## 3.4 Classical decomposition

The classical decomposition method originated in the 1920s. It is a relatively simple procedure, and forms the starting point for most other methods of time series decomposition. There are two forms of classical decomposition: an additive decomposition and a multiplicative decomposition. These are described below for a time series with seasonal period $$m$$ (e.g., $$m=4$$ for quarterly data, $$m=12$$ for monthly data, $$m=7$$ for daily data with a weekly pattern).

In classical decomposition, we assume that the seasonal component is constant from year to year. For multiplicative seasonality, the $$m$$ values that form the seasonal component are sometimes called the “seasonal indices.”

Step 1
If $$m$$ is an even number, compute the trend-cycle component $$\hat{T}_t$$ using a $$2\times m$$-MA. If $$m$$ is an odd number, compute the trend-cycle component $$\hat{T}_t$$ using an $$m$$-MA.
Step 2
Calculate the detrended series: $$y_t - \hat{T}_t$$.
Step 3
To estimate the seasonal component for each season, simply average the detrended values for that season. For example, with monthly data, the seasonal component for March is the average of all the detrended March values in the data.
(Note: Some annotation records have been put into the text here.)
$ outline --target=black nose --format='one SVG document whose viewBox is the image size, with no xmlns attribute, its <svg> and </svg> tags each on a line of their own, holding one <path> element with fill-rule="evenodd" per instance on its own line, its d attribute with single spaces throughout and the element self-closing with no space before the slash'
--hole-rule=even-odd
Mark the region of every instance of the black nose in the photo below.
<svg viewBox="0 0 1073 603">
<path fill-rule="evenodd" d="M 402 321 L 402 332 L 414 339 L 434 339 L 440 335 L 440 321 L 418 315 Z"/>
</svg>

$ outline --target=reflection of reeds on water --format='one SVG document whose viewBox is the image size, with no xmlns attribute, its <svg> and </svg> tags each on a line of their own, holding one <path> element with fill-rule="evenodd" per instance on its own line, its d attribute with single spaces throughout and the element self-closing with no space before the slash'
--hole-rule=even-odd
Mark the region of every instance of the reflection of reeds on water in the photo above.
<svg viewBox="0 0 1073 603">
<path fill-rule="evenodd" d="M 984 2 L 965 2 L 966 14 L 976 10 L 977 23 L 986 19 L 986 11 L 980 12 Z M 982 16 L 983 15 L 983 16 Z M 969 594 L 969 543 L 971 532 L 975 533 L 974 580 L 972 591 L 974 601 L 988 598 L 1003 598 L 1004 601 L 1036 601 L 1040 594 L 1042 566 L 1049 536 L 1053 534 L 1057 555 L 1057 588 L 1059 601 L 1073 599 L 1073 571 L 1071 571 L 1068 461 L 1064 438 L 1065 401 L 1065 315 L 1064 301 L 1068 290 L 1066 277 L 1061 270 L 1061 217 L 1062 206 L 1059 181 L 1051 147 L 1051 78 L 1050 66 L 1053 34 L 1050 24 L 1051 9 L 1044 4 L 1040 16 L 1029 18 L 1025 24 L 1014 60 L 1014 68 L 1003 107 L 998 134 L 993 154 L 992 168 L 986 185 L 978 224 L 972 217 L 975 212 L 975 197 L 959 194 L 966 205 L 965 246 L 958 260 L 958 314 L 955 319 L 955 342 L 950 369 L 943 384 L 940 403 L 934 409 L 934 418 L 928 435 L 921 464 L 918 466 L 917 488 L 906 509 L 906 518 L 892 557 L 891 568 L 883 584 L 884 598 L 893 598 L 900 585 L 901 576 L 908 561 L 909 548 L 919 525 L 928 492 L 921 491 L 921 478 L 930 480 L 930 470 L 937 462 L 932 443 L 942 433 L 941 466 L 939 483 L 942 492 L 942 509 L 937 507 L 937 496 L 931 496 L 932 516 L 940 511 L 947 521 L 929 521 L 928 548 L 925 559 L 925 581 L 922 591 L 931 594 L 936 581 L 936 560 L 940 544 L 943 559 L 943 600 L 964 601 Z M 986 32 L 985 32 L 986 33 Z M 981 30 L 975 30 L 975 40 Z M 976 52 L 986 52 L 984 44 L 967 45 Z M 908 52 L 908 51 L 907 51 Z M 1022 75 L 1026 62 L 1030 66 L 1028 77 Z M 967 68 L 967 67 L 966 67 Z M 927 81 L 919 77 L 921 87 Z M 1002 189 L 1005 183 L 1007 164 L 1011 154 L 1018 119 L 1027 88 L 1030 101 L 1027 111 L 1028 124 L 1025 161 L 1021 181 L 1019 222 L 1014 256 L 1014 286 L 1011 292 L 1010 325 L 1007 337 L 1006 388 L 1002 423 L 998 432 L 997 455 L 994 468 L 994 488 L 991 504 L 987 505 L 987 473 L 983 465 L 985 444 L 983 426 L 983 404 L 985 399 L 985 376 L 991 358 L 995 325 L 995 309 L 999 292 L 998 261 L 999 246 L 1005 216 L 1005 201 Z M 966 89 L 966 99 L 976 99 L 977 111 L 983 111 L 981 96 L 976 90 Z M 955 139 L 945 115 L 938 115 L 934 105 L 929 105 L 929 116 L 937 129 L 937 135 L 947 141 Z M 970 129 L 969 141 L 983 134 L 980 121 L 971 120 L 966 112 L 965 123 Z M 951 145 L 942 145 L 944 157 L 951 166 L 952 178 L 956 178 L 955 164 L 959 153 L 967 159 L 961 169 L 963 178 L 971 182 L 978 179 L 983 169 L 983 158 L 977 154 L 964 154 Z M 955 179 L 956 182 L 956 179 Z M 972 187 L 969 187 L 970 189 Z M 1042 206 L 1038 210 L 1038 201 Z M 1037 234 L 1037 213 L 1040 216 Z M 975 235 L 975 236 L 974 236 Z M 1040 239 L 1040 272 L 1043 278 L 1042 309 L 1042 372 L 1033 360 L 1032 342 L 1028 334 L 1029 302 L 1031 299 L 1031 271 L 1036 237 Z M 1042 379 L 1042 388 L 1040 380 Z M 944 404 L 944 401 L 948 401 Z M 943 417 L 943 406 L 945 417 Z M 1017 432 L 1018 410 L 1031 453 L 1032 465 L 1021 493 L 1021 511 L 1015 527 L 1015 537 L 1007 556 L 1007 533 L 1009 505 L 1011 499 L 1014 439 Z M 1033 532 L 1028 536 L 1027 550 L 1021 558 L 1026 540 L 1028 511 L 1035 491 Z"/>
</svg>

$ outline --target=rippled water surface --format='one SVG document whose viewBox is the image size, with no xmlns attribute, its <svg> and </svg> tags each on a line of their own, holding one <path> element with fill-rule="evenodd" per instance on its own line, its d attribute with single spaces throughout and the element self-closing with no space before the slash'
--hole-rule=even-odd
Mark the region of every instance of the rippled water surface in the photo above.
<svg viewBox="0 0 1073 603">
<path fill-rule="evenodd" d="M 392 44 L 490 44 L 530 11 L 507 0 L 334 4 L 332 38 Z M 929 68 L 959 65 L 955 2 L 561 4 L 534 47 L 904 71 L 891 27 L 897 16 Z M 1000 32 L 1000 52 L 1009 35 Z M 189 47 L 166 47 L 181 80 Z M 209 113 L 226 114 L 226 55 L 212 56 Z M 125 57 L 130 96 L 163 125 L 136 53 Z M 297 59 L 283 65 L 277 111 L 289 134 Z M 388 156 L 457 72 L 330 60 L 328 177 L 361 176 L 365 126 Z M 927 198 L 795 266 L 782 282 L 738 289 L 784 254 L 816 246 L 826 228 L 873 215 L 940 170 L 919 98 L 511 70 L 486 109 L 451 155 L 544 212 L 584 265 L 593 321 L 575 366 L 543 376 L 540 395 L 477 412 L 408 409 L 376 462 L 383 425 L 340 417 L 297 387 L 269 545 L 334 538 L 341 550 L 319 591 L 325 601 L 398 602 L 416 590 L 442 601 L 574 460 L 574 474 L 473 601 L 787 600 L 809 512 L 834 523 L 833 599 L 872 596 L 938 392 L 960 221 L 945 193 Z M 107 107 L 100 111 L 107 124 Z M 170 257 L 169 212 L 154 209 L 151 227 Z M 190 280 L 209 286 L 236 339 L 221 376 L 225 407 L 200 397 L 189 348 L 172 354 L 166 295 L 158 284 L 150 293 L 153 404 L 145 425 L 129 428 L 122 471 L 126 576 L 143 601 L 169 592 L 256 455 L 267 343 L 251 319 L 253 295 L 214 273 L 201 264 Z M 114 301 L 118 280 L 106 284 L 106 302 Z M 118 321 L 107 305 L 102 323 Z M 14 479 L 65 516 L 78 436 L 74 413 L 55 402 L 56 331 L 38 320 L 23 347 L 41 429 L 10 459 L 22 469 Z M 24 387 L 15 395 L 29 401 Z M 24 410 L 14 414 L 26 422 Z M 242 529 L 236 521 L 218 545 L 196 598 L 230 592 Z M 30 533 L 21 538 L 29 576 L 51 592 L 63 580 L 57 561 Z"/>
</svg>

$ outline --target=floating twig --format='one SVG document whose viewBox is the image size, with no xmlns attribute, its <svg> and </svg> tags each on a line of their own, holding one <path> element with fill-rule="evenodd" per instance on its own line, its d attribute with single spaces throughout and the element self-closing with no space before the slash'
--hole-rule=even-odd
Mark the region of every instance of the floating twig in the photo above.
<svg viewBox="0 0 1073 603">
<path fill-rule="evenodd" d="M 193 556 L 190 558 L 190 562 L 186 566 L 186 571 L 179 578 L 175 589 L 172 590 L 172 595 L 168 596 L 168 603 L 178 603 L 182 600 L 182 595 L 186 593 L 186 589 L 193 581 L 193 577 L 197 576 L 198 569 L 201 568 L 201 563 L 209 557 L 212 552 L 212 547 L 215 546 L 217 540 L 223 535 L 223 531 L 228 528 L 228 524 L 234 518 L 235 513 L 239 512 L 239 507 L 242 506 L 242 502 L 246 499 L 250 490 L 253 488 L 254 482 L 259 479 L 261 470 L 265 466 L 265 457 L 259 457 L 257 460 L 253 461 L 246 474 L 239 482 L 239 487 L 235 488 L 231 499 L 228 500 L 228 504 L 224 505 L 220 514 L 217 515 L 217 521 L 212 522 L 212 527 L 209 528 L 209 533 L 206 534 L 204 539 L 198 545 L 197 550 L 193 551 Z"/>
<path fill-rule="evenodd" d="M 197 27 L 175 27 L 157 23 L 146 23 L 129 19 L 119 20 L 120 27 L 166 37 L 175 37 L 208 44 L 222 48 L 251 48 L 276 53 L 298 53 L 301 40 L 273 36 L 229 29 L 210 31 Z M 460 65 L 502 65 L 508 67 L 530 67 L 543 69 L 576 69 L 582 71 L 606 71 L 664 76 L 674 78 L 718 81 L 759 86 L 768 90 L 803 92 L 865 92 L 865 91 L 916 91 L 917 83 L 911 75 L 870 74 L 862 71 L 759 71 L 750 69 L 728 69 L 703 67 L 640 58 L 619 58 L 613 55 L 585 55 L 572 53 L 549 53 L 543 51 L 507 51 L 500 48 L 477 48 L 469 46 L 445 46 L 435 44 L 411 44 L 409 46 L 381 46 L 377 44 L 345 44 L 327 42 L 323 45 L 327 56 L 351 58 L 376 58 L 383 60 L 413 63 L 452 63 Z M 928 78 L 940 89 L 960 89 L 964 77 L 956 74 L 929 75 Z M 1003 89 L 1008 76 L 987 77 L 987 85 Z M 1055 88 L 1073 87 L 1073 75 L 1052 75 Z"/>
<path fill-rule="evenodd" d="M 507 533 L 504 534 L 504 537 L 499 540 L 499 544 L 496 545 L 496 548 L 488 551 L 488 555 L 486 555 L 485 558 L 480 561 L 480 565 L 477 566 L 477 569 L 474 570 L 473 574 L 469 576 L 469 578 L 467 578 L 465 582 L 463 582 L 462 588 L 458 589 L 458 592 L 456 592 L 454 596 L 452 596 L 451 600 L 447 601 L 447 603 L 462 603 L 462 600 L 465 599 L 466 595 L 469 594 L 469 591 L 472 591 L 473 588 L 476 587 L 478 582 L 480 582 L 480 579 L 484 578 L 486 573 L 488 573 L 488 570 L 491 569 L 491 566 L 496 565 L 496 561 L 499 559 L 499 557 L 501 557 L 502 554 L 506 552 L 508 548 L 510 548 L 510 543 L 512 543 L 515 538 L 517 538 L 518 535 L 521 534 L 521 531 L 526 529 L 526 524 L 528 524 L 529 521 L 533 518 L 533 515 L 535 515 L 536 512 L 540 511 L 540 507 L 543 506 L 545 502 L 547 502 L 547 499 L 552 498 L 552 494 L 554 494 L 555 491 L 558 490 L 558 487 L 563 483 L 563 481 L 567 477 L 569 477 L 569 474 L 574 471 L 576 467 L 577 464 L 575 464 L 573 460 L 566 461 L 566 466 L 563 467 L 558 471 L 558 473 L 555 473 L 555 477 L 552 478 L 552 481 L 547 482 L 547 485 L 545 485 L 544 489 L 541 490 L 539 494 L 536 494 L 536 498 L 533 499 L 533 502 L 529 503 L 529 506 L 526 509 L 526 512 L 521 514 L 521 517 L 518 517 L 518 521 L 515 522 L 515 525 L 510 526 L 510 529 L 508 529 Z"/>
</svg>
These seasonal component values are then adjusted to ensure that they add to zero. The seasonal component is obtained by stringing together these monthly values, and then replicating the sequence for each year of data. This gives $$\hat{S}_t$$.
Step 4
The remainder component is calculated by subtracting the estimated seasonal and trend-cycle components: $$\hat{R}_t = y_t - \hat{T}_t - \hat{S}_t$$.

Figure 3.13 shows a classical decomposition of the total retail employment series across the US.

us_retail_employment %>%
model(
) %>%
components() %>%
autoplot() +
labs(title = "Classical additive decomposition of total
US retail employment")

### Multiplicative decomposition

A classical multiplicative decomposition is similar, except that the subtractions are replaced by divisions.

Step 1
If $$m$$ is an even number, compute the trend-cycle component $$\hat{T}_t$$ using a $$2\times m$$-MA. If $$m$$ is an odd number, compute the trend-cycle component $$\hat{T}_t$$ using an $$m$$-MA.
Step 2
Calculate the detrended series: $$y_t/ \hat{T}_t$$.
Step 3
To estimate the seasonal component for each season, simply average the detrended values for that season. For example, with monthly data, the seasonal index for March is the average of all the detrended March values in the data. These seasonal indexes are then adjusted to ensure that they add to $$m$$. The seasonal component is obtained by stringing together these monthly indexes, and then replicating the sequence for each year of data. This gives $$\hat{S}_t$$.
Step 4
The remainder component is calculated by dividing out the estimated seasonal and trend-cycle components: $$\hat{R}_{t} = y_t /( \hat{T}_t \hat{S}_t)$$.

• The estimate of the trend-cycle is unavailable for the first few and last few observations. For example, if $$m=12$$, there is no trend-cycle estimate for the first six or the last six observations. Consequently, there is also no estimate of the remainder component for the same time periods.